She looks at him squinting, sensing what's up. "Well don't think you're going to play." But he thinks he spies a smile there.

Nelson goes to bed as he does when he's sick, willingly, whimpering. His sister was a drain on him today. Sunk in the pillow, Nelson's brown head looks demure and compact. As the child hungrily roots the bottle in his mouth, Rabbit hovers, seeking what you never find, the expression with which to communicate, to transfer, those fleeting burdens, ominous and affectionate, that are placed upon us and as quickly lifted, like the touch of a brush. Obscure repentance clouds his mouth, a repentance out of time and action, a mourning simply that he exists in a world where the tan heads of little boys sink gratefully into narrow beds sucking bottles of rubber and glass. He cups his hand over the bulge of Nelson's forehead. The boy drowsily tries to brush it off, waggles his head with irritation, and Harry takes it away and goes into the other room.
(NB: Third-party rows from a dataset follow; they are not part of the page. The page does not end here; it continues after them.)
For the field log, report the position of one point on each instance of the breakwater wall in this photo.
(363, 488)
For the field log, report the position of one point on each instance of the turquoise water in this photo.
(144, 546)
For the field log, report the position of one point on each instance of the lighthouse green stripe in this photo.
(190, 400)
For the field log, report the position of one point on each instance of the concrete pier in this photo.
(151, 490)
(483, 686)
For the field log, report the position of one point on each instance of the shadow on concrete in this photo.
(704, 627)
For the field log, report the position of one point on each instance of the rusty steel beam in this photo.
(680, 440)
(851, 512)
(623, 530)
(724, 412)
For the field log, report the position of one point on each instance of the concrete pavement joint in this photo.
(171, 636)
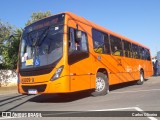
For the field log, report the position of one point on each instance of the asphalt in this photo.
(6, 90)
(126, 97)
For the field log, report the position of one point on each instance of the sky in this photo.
(138, 20)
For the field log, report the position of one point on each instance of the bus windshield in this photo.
(41, 47)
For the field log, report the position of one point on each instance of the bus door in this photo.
(117, 60)
(78, 60)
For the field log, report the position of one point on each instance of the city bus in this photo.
(66, 53)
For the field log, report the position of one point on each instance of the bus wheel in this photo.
(102, 86)
(141, 80)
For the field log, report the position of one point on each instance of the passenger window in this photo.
(135, 51)
(116, 46)
(100, 42)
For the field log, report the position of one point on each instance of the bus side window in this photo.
(127, 49)
(116, 46)
(135, 51)
(100, 42)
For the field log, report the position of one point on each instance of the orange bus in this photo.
(66, 53)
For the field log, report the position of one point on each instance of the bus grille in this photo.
(39, 88)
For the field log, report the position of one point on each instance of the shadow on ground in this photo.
(62, 98)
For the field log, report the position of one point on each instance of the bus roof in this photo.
(85, 21)
(89, 23)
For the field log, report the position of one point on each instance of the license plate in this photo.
(32, 91)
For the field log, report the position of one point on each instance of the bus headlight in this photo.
(57, 73)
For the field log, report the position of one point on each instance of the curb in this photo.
(8, 90)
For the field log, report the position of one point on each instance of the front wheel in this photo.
(102, 85)
(141, 80)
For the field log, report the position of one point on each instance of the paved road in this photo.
(126, 97)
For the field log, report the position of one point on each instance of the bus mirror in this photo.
(79, 34)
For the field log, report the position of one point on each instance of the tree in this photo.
(5, 30)
(37, 16)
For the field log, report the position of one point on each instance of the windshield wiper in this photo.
(43, 36)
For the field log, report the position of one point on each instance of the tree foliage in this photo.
(37, 16)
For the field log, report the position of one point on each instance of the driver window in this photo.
(77, 44)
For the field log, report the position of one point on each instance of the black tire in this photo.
(141, 80)
(102, 85)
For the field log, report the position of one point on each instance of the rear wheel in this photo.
(141, 80)
(102, 86)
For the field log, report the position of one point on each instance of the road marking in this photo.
(128, 108)
(140, 110)
(8, 93)
(115, 109)
(150, 90)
He persuades Janice to have a drink. He makes it – he doesn't know much about alcoholic things– of half whisky and halfwater. She says it tastes hateful. But after a while consumes it.
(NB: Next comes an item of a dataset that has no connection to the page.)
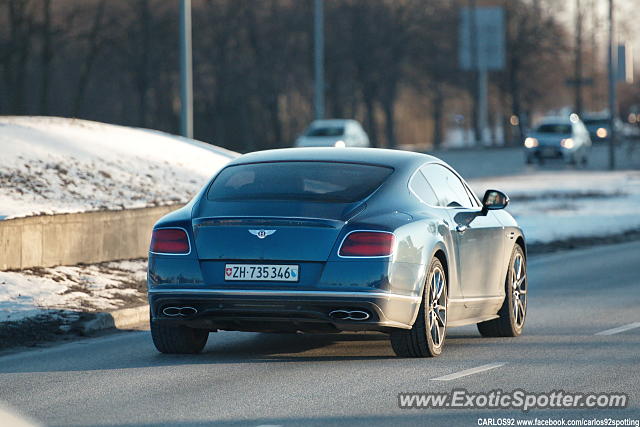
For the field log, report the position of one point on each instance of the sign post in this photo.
(481, 49)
In bed he imagines that he can feel its difference in her flesh. There is that feeling of her body coming into his hand, of fitting his palm, that makes a sexy texture. All under her nightie up to the pit of her throat her body is quiet for him. They lie sideways, facing each other. He rubs her back, first lightly, then toughly, pushing her chest against his, and gathers such a feel of strength from her pliancy that he gets up on an elbow to be above her. He kisses her dark, hard face scented with alcohol. She does not turn her head, but he reads no rejection in this small refusal of motion, that lets him peck away awkwardly at a profile. He stifles his tide of resentment, reschooling himself in her slowness. Proud of his patience, he resumes rubbing her back. Her skin keeps its secret, as does her tongue; is she feeling it? After Ruth, she is mysterious, an opaque and virginal wife. Is he kindling the spark? His wrist aches. He dares undo the two buttons of her nightie front and lifts the leaf of cloth so a long arc is exposed in the rich gloom of the bed, and her warm breast flattens against the bare skin of his chest. She submits to this maneuver and he is filled with the joyful thought that he has brought her to this fullness. He is a good lover. He relaxes into the warmth of the bed and pulls the bow on his pajama waist. She has been shaved and scratches; he settles lower, on the cotton patch. This unnaturalness, this reminder of her wound, makes his confidence delicate, so he is totally destroyed when her voice – her thin, rasping, dumb—girl's voice – says by his ear, "Harry. Don't you know I want to go to sleep?"

"Well, why didn't you tell me before?"

"I don't know. I didn't know."

"Didn't know what?"

"I didn't know what you were doing. I thought you were just being nice."

"So this isn't nice."

"Well it's not nice when I can't do anything." "You can do something."

"No I can't. Even if I wasn't all tired and confused from Rebecca's crying all day I can't. Not for six weeks. You know that."

"Yeah, I know, but I thought =' He's terribly embarrassed. "What did you think?"

"I thought you might love me anyway." After a pause she says, "I do love you."

"Just a touch, Jan. Just let me touch you." "Can't you go to sleep?"

"No I can't. I can't. I love you too much. Just hold still."

It would have been easy a minute ago to get it over with but all this talk has taken the fine point off. It's a bad contact and her stubborn limpness makes it worse; she's killing it by making him feel sorry for her and ashamed and foolish. The whole sweet thing is just sweat and work and his ridiculous inability to finish it against the dead hot wall of her belly. She pushes him back. "You're just using me," she says. "It feels horrible."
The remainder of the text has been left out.